TreeExplainer is a package for explaining and interpreting predictions of tree-based machine learning models. The notion of interpretability is based on how close the inclusion of a feature takes the model toward its final prediction. For this reason, the result of this approach is "feature contributions" to the predictions.
The basic idea is to decompose each prediction into feature contribution components. For a dataset with n
features, each prediction on the dataset is calculated as
prediction ≈ baseline probability at tree root + contribution feature 1 + ... + contribution feature n
Feature contributions are provided at the level of observations, features, and targets.
The class TreeExplainer
encapsulates the tree-based model and accepts data on which to calculate feature contributions. It also offers several methods to generate reports, graphs and useful metrics. In particular, TreeExplainer
offers the following:
- Compute feature contributions on new data, for example, held-out data for validation or testing. [Other implementations do not offer this feature]
- All operations performed on individual trees can be run in parallel.
- Feature contributions are correctly computed when the same feature is used more than once along a branch of a decision tree.
- Non-informative nodes can be discarded from the final result. This may happen because splitting on a certain value in training set resulted in some information gain, but now it doesn't for test samples.
- Support for pandas DataFrames.
- Methods to generate high-quality plots.
- Summaries are generated to be easily visualized in notebooks for exploratory data analyses.
- More specialized computations are performed as needed.
- Borrows ideas from established R packages.
This module is under active development. Currently, the following models have been tested:
-
Random forests
- sklearn.ensemble.forest.RandomForestClassifier
-
Decision trees
- sklearn.tree.tree.DecisionTreeClassifier
In the near future, all ensemble methods in scikit-learn will be tested and supported.
TreeExplainer
fully supports data (and even targets) contained in pandas DataFrames. Categorical data (as specified by pandas.CategoricalDataType) are welcome, too.
Column names are stored internally to be used in plots and reports.

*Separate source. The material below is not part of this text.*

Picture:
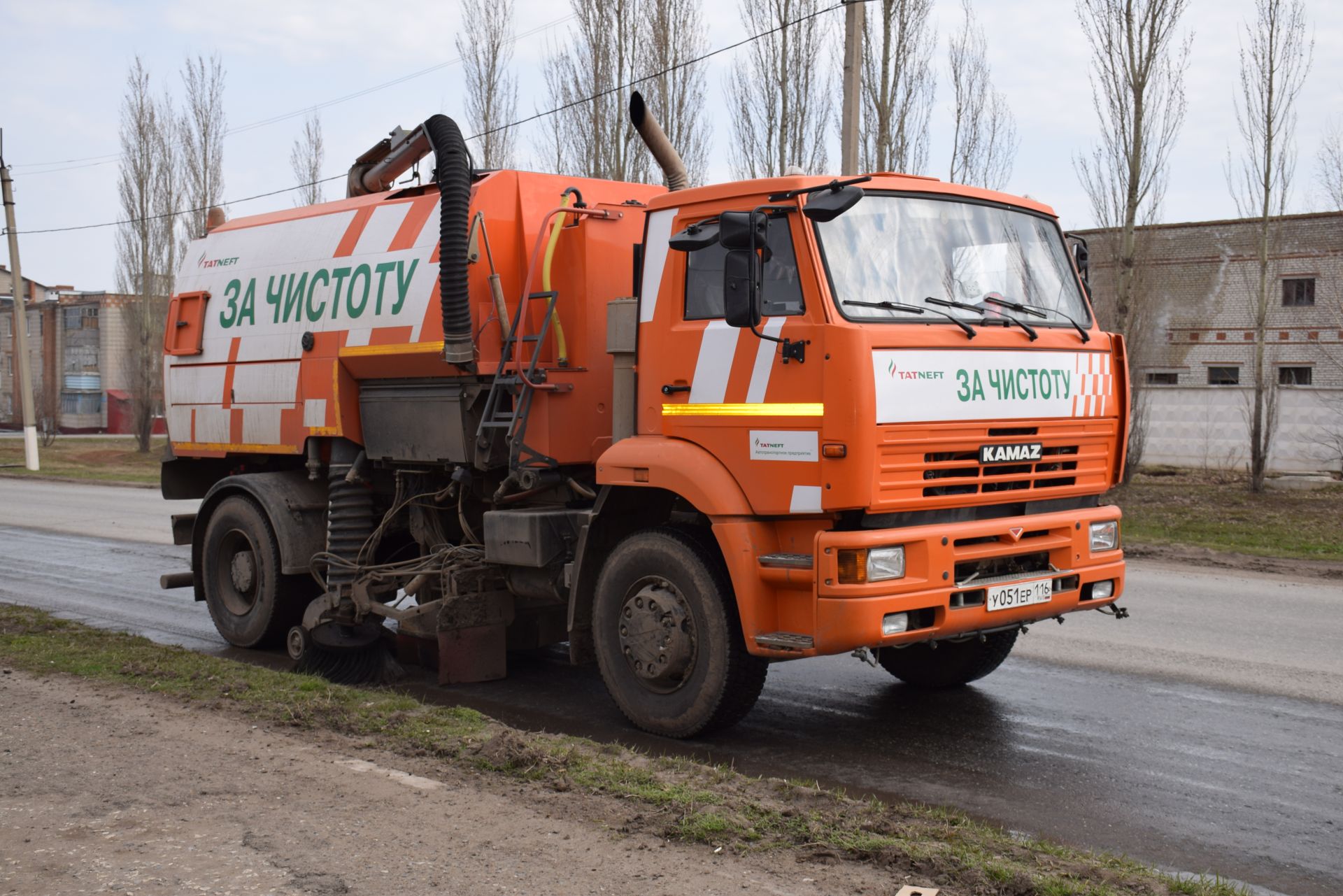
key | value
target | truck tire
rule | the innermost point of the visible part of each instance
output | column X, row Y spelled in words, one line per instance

Non-numerical data is internally encoded to numerical either via one-hot encoding or simply converted to numbers. The user can set a threhsold on feature cardinality to prefer either encoding method. In fact, above a certain number of categories, the sparsity introduced by one-hot encoding would deteriorate model's performance and should not be used.
The class TreeExplainer
depends on:
- scikit-learn for modeling and validation
- numpy to calculate feature contributions
- pandas to generate tables and reports
- matplotlib and seaborn to generate graphs
- scipy for inferential statistics
- joblib to process trees in parallel
Simply import the class and pass your trained model and some test data to it (either a numpy array or a pandas DataFrame):
from TreeExplainer import TreeExplainer
TE = TreeExplainer(model, X_test)
Available methods are
.explain_single_prediction()
.compute_min_depth_distribution()
.compute_two_way_interactions()
.summarize_importance()
.plot_min_depth_distribution()
.plot_two_way_interactions()
The classification tutorial notebook (currently undocumented, but stay tuned for updates.) shows basic and advanced methods of the class.
This core code to compute feature contributions is based on the Github repo andosa/treeinterpreter, released under BSD license. An indepedent implementation is also available in the package ELI5.
TreeExplainer is distributed under MIT license.
TreeExplainer is a complete revamp of the original work above, which provides more flexibility, thorough documentation for further development, and advanced features ported to python from R packages.
On the other hand, if you only need feature contribution values, treeinterpreter is generally faster because it doesn't calculate anything else.
ELI5's implementation to compute feature contribution offers a beautiful output and supports other methods for interpretability. However, it lacks a method to automatically loop through a large dataset without creating its own, complex objects.
For a comparison benchmark between these implementations, please refer to the benchmark notebook
- The idea has been originally introduced for regression models by Kuz’min et al on Molecular Informatics in 2011.
- It was later generalized to classification models by Palczewska et al in 2013.
- To compute feature contributions, a proof-of-concept implementation in python is available at andosa/treeinterpreter, which the author introduced and discussed in:
- Interpreting random forests on 19 Oct 2014
- Random forest interpretation with scikit-learn on 12 Aug 2015
- Random forest interpretation – conditional feature contributions on 24 Oct 2016
- Implement statistical and visualization features from R package randomForestExplainer, which are described here for regression models and here for classification tasks.
- Integrate random-forest-importances to compute drop-column and permutation importance.
- Add agreement plots.
- Document notebooks to describe class features.